Ley de Amnistía en Venezuela: El olvido que sigue dejando presos políticos afuera
El olvido parcial que no cierra el ciclo político en Venezuela
La reciente Ley de Amnistía venezolana no es solo un acto jurídico: es una decisión política con peso. Sin embargo, el artículo 9 marca una línea peligrosa: excluye a quienes hayan tenido roles, incluso políticos, en acciones contra la soberanía. Esa exclusión desvirtúa la función de la amnistía y abre la puerta a nuevas persecuciones judiciales disfrazadas de legalidad.
Una amnistía que excluye voces de un conflicto real
Que no haya dudas. En Venezuela, hubo una etapa de radicalización extrema, donde opiniones y posiciones fueron expresiones legítimas de un problema institucional profundo. Ignorar ese contexto y dejar fuera a quienes sostuvieron ciertas posturas es un filtro penal que contradice el propósito de cerrar un ciclo.

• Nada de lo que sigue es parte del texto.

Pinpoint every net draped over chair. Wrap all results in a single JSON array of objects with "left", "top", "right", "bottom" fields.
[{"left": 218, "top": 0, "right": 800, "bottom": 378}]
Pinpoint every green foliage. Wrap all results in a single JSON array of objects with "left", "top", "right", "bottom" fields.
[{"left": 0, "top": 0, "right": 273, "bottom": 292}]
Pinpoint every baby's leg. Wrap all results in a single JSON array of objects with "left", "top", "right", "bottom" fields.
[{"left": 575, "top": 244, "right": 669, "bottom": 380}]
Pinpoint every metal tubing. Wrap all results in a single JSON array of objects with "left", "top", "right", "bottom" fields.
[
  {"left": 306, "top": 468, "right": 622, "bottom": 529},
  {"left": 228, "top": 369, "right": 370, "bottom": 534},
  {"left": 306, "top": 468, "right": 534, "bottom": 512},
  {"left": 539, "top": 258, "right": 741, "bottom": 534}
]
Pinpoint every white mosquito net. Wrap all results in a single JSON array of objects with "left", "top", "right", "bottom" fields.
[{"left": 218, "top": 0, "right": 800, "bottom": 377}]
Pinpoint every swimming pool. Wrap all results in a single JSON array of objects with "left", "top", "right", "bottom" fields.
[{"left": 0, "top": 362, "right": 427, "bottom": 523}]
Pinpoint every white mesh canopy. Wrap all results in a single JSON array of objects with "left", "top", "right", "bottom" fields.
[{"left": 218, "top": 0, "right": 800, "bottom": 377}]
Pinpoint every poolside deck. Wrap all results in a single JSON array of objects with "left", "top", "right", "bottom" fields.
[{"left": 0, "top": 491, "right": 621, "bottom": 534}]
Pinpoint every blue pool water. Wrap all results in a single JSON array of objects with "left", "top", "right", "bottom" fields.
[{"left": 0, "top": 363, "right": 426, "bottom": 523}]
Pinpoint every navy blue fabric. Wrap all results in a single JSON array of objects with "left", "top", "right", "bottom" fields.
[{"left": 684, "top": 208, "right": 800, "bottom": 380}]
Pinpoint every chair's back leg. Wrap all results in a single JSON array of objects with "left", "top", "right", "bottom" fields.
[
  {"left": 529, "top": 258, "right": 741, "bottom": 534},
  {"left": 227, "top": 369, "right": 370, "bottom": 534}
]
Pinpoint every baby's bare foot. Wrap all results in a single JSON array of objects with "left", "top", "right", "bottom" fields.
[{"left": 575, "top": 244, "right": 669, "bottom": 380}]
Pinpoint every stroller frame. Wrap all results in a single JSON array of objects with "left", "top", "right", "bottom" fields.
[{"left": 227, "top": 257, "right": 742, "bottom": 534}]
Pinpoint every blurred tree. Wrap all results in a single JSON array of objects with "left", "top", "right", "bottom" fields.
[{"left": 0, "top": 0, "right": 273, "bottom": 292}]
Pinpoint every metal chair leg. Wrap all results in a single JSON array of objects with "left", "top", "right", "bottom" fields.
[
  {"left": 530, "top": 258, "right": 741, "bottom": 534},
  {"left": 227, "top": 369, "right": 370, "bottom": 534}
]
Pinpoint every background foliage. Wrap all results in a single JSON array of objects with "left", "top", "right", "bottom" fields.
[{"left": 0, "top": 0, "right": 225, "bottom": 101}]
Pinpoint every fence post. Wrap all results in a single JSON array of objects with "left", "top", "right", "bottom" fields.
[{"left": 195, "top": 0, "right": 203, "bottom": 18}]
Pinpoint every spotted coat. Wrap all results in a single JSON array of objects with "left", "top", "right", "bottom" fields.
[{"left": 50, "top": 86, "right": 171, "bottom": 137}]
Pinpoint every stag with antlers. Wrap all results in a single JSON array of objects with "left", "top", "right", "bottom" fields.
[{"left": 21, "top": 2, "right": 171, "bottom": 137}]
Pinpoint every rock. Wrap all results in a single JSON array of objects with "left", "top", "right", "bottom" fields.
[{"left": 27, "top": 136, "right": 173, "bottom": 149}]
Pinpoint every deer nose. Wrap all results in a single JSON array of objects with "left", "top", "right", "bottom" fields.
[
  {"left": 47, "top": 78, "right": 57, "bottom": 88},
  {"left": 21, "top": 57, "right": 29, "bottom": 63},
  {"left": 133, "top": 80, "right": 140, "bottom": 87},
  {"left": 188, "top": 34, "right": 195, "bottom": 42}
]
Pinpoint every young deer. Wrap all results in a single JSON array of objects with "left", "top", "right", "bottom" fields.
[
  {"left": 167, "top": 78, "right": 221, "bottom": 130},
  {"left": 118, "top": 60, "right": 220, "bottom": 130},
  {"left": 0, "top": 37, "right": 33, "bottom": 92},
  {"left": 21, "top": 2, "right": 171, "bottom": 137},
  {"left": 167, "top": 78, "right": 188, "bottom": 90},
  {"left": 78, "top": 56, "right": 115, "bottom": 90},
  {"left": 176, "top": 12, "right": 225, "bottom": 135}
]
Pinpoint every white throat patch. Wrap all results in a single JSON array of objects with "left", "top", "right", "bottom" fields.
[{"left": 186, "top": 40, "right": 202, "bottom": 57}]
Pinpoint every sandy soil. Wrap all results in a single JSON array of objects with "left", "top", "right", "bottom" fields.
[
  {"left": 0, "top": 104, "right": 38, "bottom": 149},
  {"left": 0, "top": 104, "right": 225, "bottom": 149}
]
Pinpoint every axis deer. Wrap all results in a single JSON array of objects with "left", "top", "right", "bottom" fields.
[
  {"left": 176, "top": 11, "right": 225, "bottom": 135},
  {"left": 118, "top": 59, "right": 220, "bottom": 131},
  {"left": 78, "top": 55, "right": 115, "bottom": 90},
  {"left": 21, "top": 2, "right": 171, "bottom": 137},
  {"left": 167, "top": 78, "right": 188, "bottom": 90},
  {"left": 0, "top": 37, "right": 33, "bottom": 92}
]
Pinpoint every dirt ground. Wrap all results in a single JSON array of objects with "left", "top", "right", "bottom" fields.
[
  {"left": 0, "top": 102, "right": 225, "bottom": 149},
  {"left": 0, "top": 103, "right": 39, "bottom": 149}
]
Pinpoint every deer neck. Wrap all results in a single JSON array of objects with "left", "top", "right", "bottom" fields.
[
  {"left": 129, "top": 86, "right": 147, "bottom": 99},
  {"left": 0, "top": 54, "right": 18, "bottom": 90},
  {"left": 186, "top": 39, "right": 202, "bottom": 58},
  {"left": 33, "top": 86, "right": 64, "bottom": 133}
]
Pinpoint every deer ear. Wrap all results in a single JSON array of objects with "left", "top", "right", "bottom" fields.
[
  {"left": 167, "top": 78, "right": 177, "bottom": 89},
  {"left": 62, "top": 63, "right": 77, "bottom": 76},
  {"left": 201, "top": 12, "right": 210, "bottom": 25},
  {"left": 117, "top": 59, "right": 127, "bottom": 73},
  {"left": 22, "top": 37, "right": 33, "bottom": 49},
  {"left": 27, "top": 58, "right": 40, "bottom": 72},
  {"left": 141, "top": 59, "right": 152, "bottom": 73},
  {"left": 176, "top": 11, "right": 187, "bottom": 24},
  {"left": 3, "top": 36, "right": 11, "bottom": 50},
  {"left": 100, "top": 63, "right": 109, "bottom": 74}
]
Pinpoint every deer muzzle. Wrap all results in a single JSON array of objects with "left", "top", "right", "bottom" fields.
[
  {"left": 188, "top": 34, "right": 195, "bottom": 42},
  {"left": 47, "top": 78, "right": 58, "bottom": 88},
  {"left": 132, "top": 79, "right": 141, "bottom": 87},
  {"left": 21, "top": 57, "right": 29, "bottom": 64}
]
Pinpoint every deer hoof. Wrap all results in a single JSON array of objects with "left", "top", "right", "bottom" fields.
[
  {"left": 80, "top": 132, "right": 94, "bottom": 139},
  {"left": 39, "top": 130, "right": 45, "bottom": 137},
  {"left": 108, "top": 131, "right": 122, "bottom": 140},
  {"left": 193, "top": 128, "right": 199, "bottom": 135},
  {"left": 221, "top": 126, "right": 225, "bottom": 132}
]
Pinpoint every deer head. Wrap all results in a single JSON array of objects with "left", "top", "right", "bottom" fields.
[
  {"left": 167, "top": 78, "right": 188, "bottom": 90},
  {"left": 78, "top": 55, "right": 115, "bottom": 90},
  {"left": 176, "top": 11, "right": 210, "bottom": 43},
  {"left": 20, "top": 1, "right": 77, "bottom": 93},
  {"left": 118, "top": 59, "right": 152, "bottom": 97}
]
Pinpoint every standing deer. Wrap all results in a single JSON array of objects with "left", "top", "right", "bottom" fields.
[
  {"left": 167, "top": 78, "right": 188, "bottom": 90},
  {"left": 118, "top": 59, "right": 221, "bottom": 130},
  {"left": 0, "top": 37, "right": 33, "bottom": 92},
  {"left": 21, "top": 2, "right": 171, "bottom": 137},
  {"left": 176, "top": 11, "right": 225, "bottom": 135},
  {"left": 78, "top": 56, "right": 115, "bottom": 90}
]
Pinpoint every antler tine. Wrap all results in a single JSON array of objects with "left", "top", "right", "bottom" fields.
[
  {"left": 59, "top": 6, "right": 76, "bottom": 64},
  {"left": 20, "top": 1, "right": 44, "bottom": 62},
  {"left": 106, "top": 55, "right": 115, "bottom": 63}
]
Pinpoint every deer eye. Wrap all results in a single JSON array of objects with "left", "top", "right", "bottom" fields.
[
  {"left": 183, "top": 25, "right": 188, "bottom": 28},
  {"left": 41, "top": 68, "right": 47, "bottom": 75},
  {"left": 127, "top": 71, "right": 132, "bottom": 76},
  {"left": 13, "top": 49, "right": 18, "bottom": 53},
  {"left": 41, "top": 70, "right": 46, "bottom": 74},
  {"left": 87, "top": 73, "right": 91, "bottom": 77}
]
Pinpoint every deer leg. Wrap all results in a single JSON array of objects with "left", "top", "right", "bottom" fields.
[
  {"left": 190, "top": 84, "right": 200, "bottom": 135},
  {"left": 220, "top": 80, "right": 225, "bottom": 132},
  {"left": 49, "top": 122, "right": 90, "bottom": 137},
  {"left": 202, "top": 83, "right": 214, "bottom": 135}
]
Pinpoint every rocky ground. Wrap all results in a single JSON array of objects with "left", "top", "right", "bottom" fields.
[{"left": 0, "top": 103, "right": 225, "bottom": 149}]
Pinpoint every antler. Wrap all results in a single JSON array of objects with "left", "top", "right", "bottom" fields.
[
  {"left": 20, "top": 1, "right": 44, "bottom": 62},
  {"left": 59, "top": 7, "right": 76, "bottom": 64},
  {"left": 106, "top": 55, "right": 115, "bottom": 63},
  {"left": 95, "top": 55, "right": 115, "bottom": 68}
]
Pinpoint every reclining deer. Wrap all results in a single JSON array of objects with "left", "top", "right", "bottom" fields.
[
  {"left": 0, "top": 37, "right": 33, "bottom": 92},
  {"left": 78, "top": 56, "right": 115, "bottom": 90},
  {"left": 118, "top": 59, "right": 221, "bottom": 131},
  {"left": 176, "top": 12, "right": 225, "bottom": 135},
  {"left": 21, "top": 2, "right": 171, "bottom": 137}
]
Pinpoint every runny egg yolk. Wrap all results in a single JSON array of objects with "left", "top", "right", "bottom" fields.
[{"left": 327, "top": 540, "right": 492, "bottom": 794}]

El gobierno mismo ha tenido acercamientos con autoridades extranjeras de alto nivel, lo que muestra un camino pragmático en lo diplomático. Pero internamente, sigue dejando abiertas las puertas para la persecución por discrepancias políticas. ¿Dónde queda entonces la coherencia entre lo interno y lo externo?
El ejemplo español y la necesidad de inclusión
La experiencia de la Ley de Amnistía española de 1977 revela la verdadera función del olvido jurídico: no para negar la memoria, sino para garantizar la convivencia. Solo una amnistía amplia y sin exclusiones logra cerrar un ciclo. La parcialidad convierte la ley en un mecanismo para administrar el conflicto, no para superarlo.
La ley incompleta y las leyes vigentes que criminalizan la disidencia
El problema no termina en el artículo 9. Existen en Venezuela leyes que siguen siendo herramienta para criminalizar opiniones políticas, como los cargos por traición y las normas contra el terrorismo y el llamado “odio”. Si se pretende una reconciliación real, estas leyes deben ser derogadas.
Además, sigue habiendo un grupo importante de militares y civiles ligados a ellos que quedan fuera del beneficio amnistioso, al igual que los miles con medidas sustitutivas. Esto confirma que el encarcelamiento político fue una práctica sistemática.
Supervisión política en lugar de justicia independiente
La creación de una Comisión Especial para supervisar la ley revela que la amnistía llegó incompleta y bajo control político directo. En un Estado democrático, la extensión de estos beneficios debería depender de jueces independientes y no de órganos con capacidad discrecional que pueden profundizar exclusiones.
Para ganar legitimidad, esta comisión debería sumar a representantes independientes de la sociedad civil. Sin equilibrio y pluralidad, todo será visto como una imposición más y no un proceso de reconciliación genuino.
¿Qué viene después?
Mientras las exclusiones perduren, el cierre será solo formal. La crisis y el conflicto continuarán en otros ámbitos porque no hubo un verdadero olvido jurídico ni un acuerdo político genuino. La memoria no se niega con exclusiones selectivas: se ordena, para que la estabilidad pueda emerger.
El verdadero futuro requiere menos discursos y más decisiones que garanticen el ejercicio de derechos sin miedo a la persecución.